In summary, the director will be taxed on the benefit received.
A case study on Overdrawn Directors’ Loan Accounts
Mr Jones and Mr Smith set up a limited liability design and marketing company based in London.
Sales built quickly to £1.2m, based upon their contacts in the marketing sector. Their accountant told them the company had made £80,000 net profit in year one and this would be taxed for corporation tax purposes at roughly 20%.
The accountant advised them to leave their PAYE salaries at a lower level each month in year two and to take dividends from reserves and future profits. They did this for several years and paid themselves well as the company was profitable each year.
Then something happened. The company’s biggest debtor went bust owing the company c. £158,000. Silly to let that debtor take as much credit in our view, but their view was ‘after all, the company was a well known big name customer, and we never thought it would fail’. It had been good regular business for them, so we understand why it got to be such a big debtor.
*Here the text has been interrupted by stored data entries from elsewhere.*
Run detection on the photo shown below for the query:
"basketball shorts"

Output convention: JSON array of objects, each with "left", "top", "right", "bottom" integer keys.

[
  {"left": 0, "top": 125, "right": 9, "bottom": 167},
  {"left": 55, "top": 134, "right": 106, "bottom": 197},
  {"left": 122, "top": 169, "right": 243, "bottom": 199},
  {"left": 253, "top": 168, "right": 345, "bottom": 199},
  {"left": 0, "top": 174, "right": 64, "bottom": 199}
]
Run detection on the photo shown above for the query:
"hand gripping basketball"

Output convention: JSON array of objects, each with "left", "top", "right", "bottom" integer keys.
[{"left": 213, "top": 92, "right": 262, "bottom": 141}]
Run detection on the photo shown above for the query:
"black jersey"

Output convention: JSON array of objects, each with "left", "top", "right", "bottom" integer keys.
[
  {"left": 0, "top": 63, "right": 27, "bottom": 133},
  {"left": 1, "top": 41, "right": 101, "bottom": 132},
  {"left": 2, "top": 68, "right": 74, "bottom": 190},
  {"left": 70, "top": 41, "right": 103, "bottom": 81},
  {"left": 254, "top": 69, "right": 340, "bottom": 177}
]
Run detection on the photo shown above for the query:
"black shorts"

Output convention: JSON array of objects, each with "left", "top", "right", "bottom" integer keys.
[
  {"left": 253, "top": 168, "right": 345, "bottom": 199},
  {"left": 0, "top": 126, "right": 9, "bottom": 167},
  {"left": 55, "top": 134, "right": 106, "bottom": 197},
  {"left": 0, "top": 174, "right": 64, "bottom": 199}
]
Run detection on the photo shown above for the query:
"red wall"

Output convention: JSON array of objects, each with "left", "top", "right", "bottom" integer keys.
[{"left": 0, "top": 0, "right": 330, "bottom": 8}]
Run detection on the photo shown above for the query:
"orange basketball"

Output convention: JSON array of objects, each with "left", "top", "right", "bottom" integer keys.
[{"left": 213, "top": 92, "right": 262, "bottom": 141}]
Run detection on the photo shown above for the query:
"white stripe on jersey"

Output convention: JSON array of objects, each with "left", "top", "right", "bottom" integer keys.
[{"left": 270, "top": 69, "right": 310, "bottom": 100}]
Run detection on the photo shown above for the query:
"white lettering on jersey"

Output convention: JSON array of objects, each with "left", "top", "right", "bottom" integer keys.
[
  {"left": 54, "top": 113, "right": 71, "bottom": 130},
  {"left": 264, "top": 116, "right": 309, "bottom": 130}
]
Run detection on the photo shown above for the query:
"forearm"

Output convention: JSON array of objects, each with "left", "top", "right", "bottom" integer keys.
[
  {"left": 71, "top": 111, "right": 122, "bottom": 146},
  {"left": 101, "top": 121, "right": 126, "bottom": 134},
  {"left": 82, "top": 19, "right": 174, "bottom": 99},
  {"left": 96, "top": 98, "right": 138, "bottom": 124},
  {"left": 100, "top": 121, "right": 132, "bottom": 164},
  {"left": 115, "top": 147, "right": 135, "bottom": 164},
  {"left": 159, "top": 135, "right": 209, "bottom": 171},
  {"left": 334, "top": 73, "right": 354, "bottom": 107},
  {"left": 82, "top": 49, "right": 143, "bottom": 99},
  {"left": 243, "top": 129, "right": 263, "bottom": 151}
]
The company’s failure led to a situation that was not planned for. In 2010, the company had a bad trading year on top of the customer’s insolvency, and so had to write the bad debt off. Therefore, the company made a significant loss for the year of £250,000. As a result, the balance sheet became negative, and they saw the first flashes of a cash flow crisis looming. No further dividends could be taken, and the directors now had overdrawn directors’ loan accounts to the tune of £50,000 in that accounting year that had to be paid back somehow.
Our advice in this situation would be to set out your objectives, look at the viability of the company and then make a decision to ACT.
Referring back to the case study, if the company entered formal terminal insolvency like administration, receivership, voluntary liquidation or compulsory liquidation, then the insolvency practitioner/liquidator could have demanded that the directors repay the £50,000 to the company for the benefit of creditors.
The critical test of any business in trouble is viability. One bad year and a substantial bad debt did not equate to a bad business – far from it. The company in the case study showed dedicated directors and staff.
In a case like this, we would recommend a CVA would be the best solution. The directors’ drawings for the current financial year were treated as being net pay through the PAYE scheme in that year because there were no distributable profits. Therefore dividends could not be paid. The prior year’s overdrawn directors’ account was repaid to the company in six months (a standard HMRC requirement) by the directors. This, of course, generates a slightly larger PAYE and NIC liability. But using the CVA, the debt would be bound by the process. Along with the reduction in employees and managers (the lost contract meant that they had too many people), the company was forecasting a modest profit at best or just below break-even at worst.
Creditors would benefit as they get a deal paying 55% of their old debt back over five years, and they kept their customer.
The benefits for the company are a downsized business, lower costs, long term survival, no lost contracts. We removed cashflow pressures while keeping the bank happy.
Directors would be able to avoid:
- Personal liability
- Business failure
- Bank personal guarantees being called up
Plus as owners of the company, they would have long term employment and a valuable future business.